Run C2A without option to read the following documentation:
C2A
USAGE: C2A <seq.fna>
where <seq.fna> is a FASTA-formatted codon sequence file. This will
output in stdout the translation (standard genetic code) of each
sequence in the same format.
Run A2C without option to read the following documentation:
A2C
USAGE: A2C <ali.faa> <seq.fna>
where <ali.faa> is a FASTA-formatted multiple amino acid sequence
alignment file and <seq.ali> a FASTA-formatted file containing the
associated codon sequences.

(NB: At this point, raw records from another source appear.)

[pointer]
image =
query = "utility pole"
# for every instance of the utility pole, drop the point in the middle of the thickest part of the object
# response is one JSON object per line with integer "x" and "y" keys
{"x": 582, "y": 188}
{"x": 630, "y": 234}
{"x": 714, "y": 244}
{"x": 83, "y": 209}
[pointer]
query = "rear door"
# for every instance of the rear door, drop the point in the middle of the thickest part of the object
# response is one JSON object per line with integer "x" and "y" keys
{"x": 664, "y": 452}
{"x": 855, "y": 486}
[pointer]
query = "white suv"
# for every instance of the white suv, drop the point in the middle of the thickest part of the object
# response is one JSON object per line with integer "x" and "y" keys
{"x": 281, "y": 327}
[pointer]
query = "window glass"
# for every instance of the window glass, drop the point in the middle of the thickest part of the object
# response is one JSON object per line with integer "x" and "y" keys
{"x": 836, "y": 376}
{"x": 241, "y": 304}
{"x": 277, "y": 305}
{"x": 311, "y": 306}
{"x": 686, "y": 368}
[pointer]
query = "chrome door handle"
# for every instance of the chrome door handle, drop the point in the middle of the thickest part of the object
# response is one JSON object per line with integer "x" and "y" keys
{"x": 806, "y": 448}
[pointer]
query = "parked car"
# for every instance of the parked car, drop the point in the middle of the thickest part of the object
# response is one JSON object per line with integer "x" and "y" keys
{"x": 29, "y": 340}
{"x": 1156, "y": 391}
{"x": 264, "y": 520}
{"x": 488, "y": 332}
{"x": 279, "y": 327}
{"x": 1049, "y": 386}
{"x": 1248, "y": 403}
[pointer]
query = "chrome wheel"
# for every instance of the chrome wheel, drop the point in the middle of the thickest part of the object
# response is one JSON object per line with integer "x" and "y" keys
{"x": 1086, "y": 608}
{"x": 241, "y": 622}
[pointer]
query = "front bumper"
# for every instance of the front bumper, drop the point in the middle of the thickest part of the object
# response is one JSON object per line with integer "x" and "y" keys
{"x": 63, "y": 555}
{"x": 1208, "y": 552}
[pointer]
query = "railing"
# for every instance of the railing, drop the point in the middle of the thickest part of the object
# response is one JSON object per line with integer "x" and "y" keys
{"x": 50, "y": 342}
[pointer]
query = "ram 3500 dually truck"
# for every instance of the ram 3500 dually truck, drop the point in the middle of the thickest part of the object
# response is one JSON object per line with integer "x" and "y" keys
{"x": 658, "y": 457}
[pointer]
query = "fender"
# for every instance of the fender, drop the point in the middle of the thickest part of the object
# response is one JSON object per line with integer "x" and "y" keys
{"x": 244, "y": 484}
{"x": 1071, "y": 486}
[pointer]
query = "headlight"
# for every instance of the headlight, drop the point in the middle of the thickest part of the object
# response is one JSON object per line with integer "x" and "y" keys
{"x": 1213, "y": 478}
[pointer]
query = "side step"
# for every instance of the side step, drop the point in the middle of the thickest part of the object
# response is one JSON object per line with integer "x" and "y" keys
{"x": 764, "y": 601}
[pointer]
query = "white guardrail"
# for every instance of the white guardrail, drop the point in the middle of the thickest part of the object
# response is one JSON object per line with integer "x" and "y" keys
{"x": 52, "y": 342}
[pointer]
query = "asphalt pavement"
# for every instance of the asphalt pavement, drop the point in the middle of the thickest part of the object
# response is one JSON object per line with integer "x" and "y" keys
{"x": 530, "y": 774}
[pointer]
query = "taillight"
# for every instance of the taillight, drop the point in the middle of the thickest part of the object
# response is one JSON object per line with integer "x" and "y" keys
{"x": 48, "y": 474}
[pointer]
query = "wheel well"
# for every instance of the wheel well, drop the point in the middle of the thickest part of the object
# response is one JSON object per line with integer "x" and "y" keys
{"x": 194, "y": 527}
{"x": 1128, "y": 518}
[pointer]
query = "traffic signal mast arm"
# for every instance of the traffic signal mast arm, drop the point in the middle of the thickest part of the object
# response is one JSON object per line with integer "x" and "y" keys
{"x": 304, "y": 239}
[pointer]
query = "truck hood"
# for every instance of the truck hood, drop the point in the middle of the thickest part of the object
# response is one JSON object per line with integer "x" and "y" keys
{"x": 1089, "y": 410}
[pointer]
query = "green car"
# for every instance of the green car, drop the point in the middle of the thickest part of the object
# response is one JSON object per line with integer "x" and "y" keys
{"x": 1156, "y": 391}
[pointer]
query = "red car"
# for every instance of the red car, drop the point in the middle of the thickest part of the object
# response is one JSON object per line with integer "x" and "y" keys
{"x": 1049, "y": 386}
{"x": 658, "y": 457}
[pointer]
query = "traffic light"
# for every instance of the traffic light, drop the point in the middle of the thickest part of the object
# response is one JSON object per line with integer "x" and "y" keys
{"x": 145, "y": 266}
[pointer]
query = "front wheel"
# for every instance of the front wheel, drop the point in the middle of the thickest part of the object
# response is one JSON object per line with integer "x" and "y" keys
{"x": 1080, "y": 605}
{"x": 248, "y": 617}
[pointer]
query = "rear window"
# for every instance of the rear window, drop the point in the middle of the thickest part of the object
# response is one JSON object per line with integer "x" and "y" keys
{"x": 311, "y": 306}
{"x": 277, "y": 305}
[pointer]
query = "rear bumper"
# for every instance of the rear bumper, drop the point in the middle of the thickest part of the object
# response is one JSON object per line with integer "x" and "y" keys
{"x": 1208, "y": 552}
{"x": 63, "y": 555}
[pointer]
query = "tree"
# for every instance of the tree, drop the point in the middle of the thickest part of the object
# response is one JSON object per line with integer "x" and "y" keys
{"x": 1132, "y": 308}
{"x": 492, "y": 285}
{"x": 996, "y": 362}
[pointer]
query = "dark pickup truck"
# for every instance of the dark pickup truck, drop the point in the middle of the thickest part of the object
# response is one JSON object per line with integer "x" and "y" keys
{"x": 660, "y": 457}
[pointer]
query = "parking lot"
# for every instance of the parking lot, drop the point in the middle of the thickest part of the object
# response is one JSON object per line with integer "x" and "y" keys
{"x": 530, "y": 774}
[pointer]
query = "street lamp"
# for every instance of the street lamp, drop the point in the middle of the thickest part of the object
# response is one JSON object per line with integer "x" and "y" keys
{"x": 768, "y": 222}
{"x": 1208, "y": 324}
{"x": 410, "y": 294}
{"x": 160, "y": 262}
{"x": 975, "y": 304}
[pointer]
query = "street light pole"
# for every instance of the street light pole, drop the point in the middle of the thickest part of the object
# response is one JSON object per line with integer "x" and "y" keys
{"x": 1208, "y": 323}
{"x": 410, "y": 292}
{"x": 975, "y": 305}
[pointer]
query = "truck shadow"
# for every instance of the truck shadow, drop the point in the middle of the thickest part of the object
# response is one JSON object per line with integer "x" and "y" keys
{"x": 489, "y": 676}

This will output in stdout the multiple
back-translated sequence alignment.
To illustrate the usefulness of C2A and A2C, the directory example contains FASTA files from the study of Drini et al. (2016). The first file seq.fna contains several Leishmania and Trypanosoma codon sequences from the sub-family HSPA1. In order to easily infer an accurate multiple sequence alignment at the codon level, C2A and A2C could be used together with a standard multiple sequence alignment program.
First, using C2A allows creating the file seq.faa that contains the translation of every codon sequence inside seq.fna:
C2A seq.fna > seq.faa
Second, the created seq.faa could be used to infer a multiple amino-acid sequence alignment, which is expected to be more accurate than the one inferred from the initial codon sequences. The directory example contains such an alignment inside the file ali.faa.
Finally, using A2C allows creating the file ali.fna by back-translating the amino-acid sequences inside ali.faa with the associated codon sequences inside seq.fna:
A2C ali.faa seq.fna > ali.fna
Following this way, the file ali.fna contains an accurate multiple sequence alignment at the codon level, i.e. the homology is recovered for each codon position.
Drini S, Criscuolo A, Lechat P, Imamura H, Skalický T, Rachidi N, Lukeš J, Dujardin JC, Späth GF (2016) Species- and strain-specific adaptation of the HSP70 super family in pathogenic Trypanosomatids. Genome Biology and Evolution, 8(6):1980-1995. doi:10.1093/gbe/evw140.